We've had gardens big and bigger, and now we have a very small garden. This spring we purchased two 4"x4" raised bed forms. The perfect spot for them was in front of my studio window where I could watch the seedlings become large plants. (Massive plants! Take a gander at the zucchini leaves.) I bought plastic fencing to put around the upper edges to keep any little critters away from the tender seedlings. One planter has the zucchini, green beans and a tomato plant, the other had spinach, beets, and peas. This mini-garden also sits up against the patio - the very same patio that our two hunting dogs run across at least four times a day, when I take them outside.

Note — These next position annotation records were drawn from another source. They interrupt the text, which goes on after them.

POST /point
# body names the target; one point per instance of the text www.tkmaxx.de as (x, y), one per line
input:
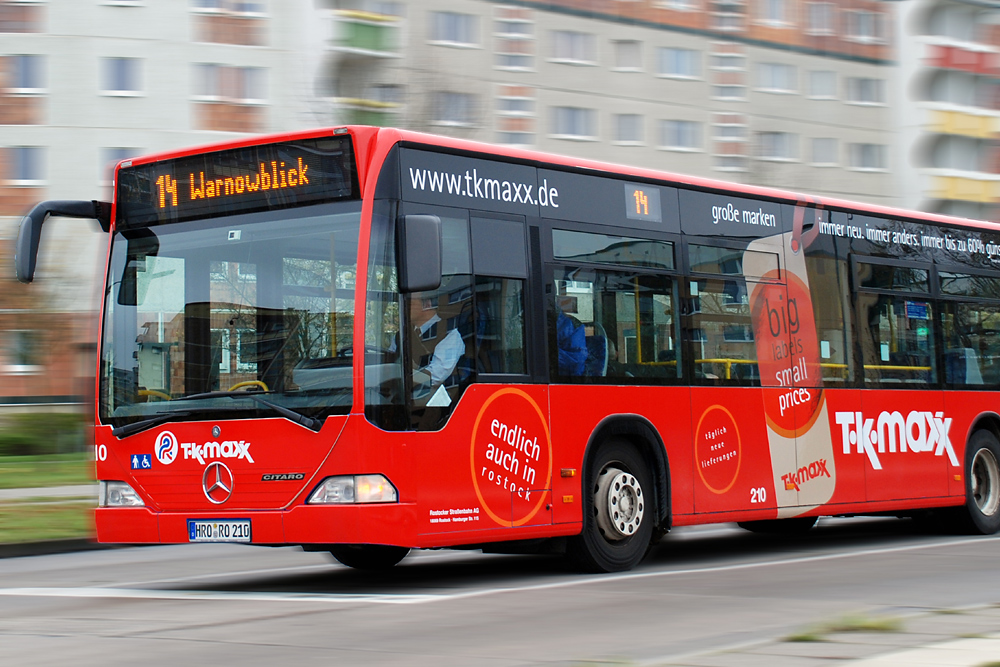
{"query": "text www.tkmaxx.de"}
(471, 184)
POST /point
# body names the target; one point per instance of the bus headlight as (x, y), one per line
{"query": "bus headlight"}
(351, 489)
(118, 494)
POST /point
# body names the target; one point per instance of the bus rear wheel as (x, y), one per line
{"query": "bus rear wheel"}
(618, 520)
(368, 556)
(982, 483)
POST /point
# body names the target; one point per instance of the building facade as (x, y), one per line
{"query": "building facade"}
(950, 111)
(792, 94)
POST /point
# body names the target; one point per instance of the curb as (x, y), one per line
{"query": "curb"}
(49, 547)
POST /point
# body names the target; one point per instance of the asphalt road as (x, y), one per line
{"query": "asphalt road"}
(700, 590)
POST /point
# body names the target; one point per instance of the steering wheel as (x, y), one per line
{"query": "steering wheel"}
(155, 392)
(249, 383)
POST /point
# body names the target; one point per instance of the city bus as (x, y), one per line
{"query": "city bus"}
(366, 340)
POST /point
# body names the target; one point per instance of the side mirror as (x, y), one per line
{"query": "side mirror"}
(418, 252)
(30, 232)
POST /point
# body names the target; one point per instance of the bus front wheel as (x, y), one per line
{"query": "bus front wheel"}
(982, 482)
(368, 556)
(618, 517)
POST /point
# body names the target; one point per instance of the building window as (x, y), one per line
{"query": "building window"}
(628, 128)
(24, 351)
(454, 109)
(454, 29)
(515, 39)
(27, 166)
(820, 18)
(569, 46)
(777, 145)
(628, 55)
(27, 74)
(680, 63)
(110, 157)
(680, 5)
(729, 92)
(221, 83)
(823, 84)
(777, 77)
(865, 27)
(867, 156)
(574, 123)
(121, 76)
(773, 12)
(863, 90)
(728, 15)
(682, 135)
(228, 6)
(824, 151)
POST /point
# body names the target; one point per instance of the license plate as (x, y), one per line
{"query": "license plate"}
(218, 530)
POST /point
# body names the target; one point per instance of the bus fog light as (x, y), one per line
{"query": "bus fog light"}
(118, 494)
(350, 489)
(373, 489)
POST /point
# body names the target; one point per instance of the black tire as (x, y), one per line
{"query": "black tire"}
(617, 519)
(368, 556)
(793, 526)
(982, 483)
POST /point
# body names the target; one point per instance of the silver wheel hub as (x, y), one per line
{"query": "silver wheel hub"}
(619, 503)
(986, 482)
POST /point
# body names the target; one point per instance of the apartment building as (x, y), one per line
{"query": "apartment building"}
(950, 110)
(786, 93)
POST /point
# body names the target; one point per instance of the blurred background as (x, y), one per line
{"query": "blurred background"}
(891, 102)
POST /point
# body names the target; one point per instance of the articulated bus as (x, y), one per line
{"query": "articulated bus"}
(365, 340)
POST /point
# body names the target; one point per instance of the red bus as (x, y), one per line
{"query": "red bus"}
(364, 340)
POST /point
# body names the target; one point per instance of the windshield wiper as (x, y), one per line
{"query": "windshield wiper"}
(291, 415)
(149, 422)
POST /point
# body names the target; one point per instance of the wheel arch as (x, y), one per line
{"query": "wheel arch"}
(641, 433)
(989, 421)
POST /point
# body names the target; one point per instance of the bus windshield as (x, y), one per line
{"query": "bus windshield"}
(260, 302)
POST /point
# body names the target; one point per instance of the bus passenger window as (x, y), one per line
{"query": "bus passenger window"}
(720, 332)
(615, 325)
(897, 339)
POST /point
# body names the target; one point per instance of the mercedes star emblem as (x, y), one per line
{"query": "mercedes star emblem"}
(217, 482)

I guess I didn't plan very well, since all the early plants were in one planter. Maybe I should have planted the early vegetables along with the slower ones to harvest some and save space for the others. On the other hand, it would have been nice to re-plant some quick-growing vegetables in the same planter after harvesting the early ones. This is where the story gets interesting.

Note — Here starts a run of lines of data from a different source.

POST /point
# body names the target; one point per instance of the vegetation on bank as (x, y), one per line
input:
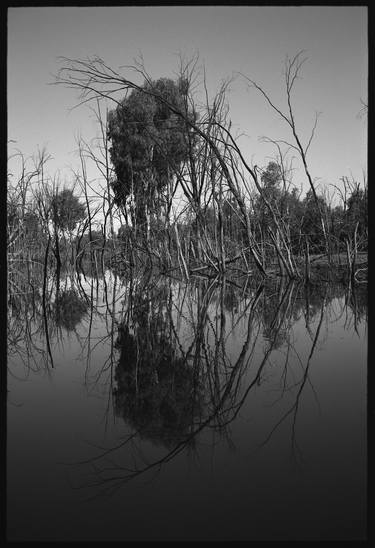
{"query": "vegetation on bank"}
(175, 180)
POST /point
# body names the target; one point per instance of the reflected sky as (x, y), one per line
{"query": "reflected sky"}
(184, 412)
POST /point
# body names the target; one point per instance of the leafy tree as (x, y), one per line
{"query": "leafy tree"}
(357, 212)
(149, 142)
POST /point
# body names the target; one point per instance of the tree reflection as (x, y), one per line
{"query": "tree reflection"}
(156, 391)
(69, 309)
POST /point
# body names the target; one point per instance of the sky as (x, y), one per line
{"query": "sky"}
(229, 40)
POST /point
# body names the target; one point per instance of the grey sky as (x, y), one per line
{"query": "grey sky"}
(253, 40)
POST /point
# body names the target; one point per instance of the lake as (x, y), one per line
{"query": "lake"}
(154, 409)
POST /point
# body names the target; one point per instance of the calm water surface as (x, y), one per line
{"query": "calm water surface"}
(200, 411)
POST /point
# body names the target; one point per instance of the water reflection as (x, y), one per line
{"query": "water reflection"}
(181, 361)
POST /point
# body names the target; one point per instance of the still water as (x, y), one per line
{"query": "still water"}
(161, 410)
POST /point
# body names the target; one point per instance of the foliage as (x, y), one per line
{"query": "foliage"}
(148, 143)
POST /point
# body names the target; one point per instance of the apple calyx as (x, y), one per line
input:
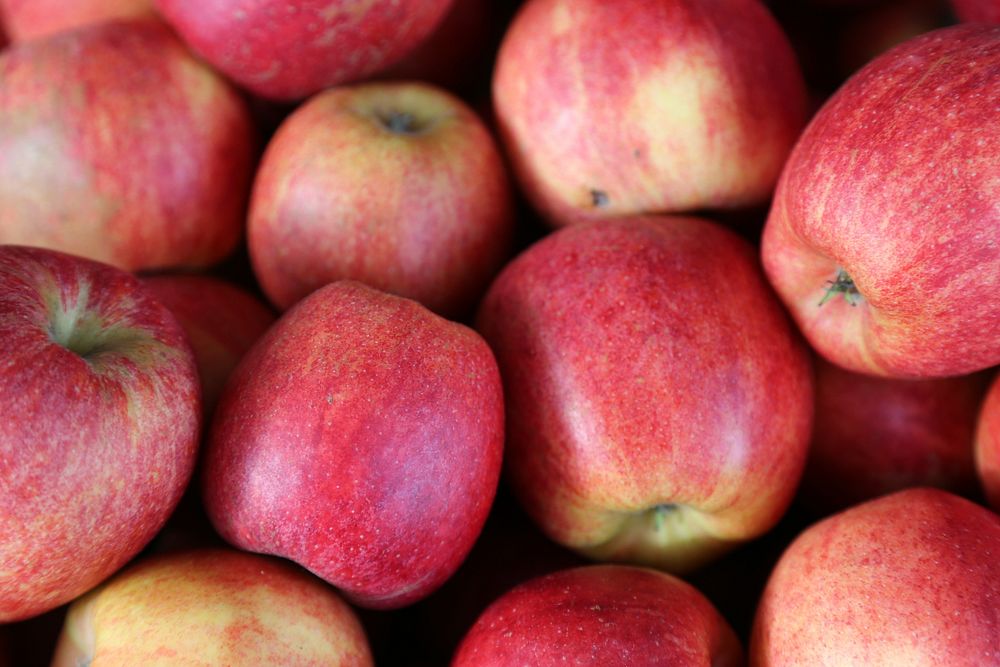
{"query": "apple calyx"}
(841, 284)
(400, 122)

Two weeks ago Dave went out to pick the last of the peas. I had planted them in circles around a "teepee" of wooden stakes. He was downstairs for several minutes and then called me to come down. There was something different in his voice. When I got outside, he was standing by the teepee, holding some old pea vines. "Take a look at this, " he said.
In the exact center of the teepee was a depression filled with dried grass, fur, and several fuzzy, squirming animals. The ears were small, yet too big for mice or rats. Baby rabbits! Mrs. Rabbit had managed to get through or over the fence and built a nursery in - the - very- center of my peas. Not a pea, or spinach leaf, or beet was ever nibbled. But here was her family. Raised beds, fencing, two hunting dogs (is it too late for a refund?) and still Mrs. Rabbit decided this was the perfect bunny spot.
Fast forward two weeks, and they're doing quite well, thank you. This may seem surprising to those of you who know that Dave has four geese, two ducks, two turkey tails, two deer, an arctic caribou, and a musk ox suspended on the walls of his "man cave", but even he decided that it would be bad form to eat his neighbors!
Since we cut away all the "walls" of their house, I've tied cut grasses and weeds to the teepee for a little protection. I've never seen Mrs. Rabbit, but her children are growing, so she must be there every night. I even used our Webber kettle cover as a sun block yesterday, as it was so hot and humid and I can't imagine how sweltering it must be for furry bunnies in the moist dirt, with grass covering them.
I suppose I should start designing clothes for the bunnies. Let's see, a sweater for Peter Rabbit, dresses for Flopsy, Mopsy, and Cotton-tail, and a jaunty jacket for cousin, Benjamin Bunny. Sock yarn would do well. It's washable!